HCT-116 human colon cancer cells from the American type culture collection (Rockville, MD, USA) were cultured in RPMI-1640 medium (Invitrogen Corp., Carlsbad, CA, USA) supplemented with 10% (v/v) fetal bovine serum (FBS) (Gibco BRL, Grand Island, NY, USA), 1 mM L-glutamine, 100 U/ml penicillin, and 100 μg/ml streptomycin at 37°C in a humidified atmosphere of 95% air and 5% CO2. Morin was obtained from Aging Tissue Bank (Pusan, Korea). Antibodies against Bcl-2 (N-19), Bax, Bid, t-Bid, cytochrmome c, BAD, TNF-related apoptosis-inducing ligand (TRAIL), TRAIL receptors (DR4, DR5), Fas receptor, FasL, X-linked inhibitor of apoptosis protein (XIAP), cellular inhibitor of apoptosis protein-1 (cIAP-1), cIAP-2, survivin, procaspase 3, procaspase 8, and procaspase 9 were purchased from Santa Cruz Biotechnology (Santa Cruz, CA, USA).

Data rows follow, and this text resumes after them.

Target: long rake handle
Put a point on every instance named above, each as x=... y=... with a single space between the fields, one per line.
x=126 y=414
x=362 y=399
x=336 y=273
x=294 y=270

Antibody against poly(ADP-ribose) polymerase (PARP) was purchased from PharMingen (San Diego, CA, USA). Antibodies against phospho-ERK phospho-JNK, phospho-p38 MAPK, p-Akt were purchased from Cell Signaling Technology, Inc. (Beverly, MA, USA). Peroxidase-labeled donkey anti-rabbit and sheep anti-mouse immunoglobulin, and an enhanced chemiluminescence (ECL) kit were purchased from Amersham (Arlington Heights, IL, USA). All other chemicals not specifically cited here were purchased from Sigma Chemical Co. (St. Louis, MO, USA). All the solutions were stored at −20°C. Propidium iodide (PI, 1 mg/ml) was prepared in phosphate-buffered saline (PBS).
Cell viability assay
The cytotoxicity was determined by performing 3-(4, 5-dimethylthiazol-2-yl)-2, 5-diphenyltetrazolium bromide (MTT) assay and a tryphan blue exclusion method. For the MTT assay, cells were seeded at 10×104 cells/ml in a 12-well plate and treated with morin for 48 h. Following the treatments, 0.5 mg/ml 3-(4, 5-dimethylthiazol-2-yl)-2, 5-diphenyltetrazolium bromide (0.5 mg/ml) solution was added, prior to incubation for 3 h at 37°C in the dark. The absorbance of each well was measured at 540 nm with an enzyme-linked immunosorbent assay (ELISA) reader (Molecular Devices, LLC, Sunnyvale, CA, USA).
DNA fragmentation assay
After treatment with the indicated concentration of morin the cells were harvested and lysed in a buffer containing 10 mM Tris-HCl (pH 7.4), 150 mM NaCl, 5 mM EDTA, and 0.5% Triton X-100 for 1 h at room temperature. The lysates were vortexed and cleared by centrifugation at 14,000 rpm for 30 min at 4°C. A 25:24:1 (v/v/v) equal volume of neutral phenol: chloroform: isoamyl alcohol were used for the extraction of the DNA from the supernatant. Then, electrophoretic analysis was performed on 1.5% agarose gels containing 0.1 μg/ml ethidium bromide (EtBr).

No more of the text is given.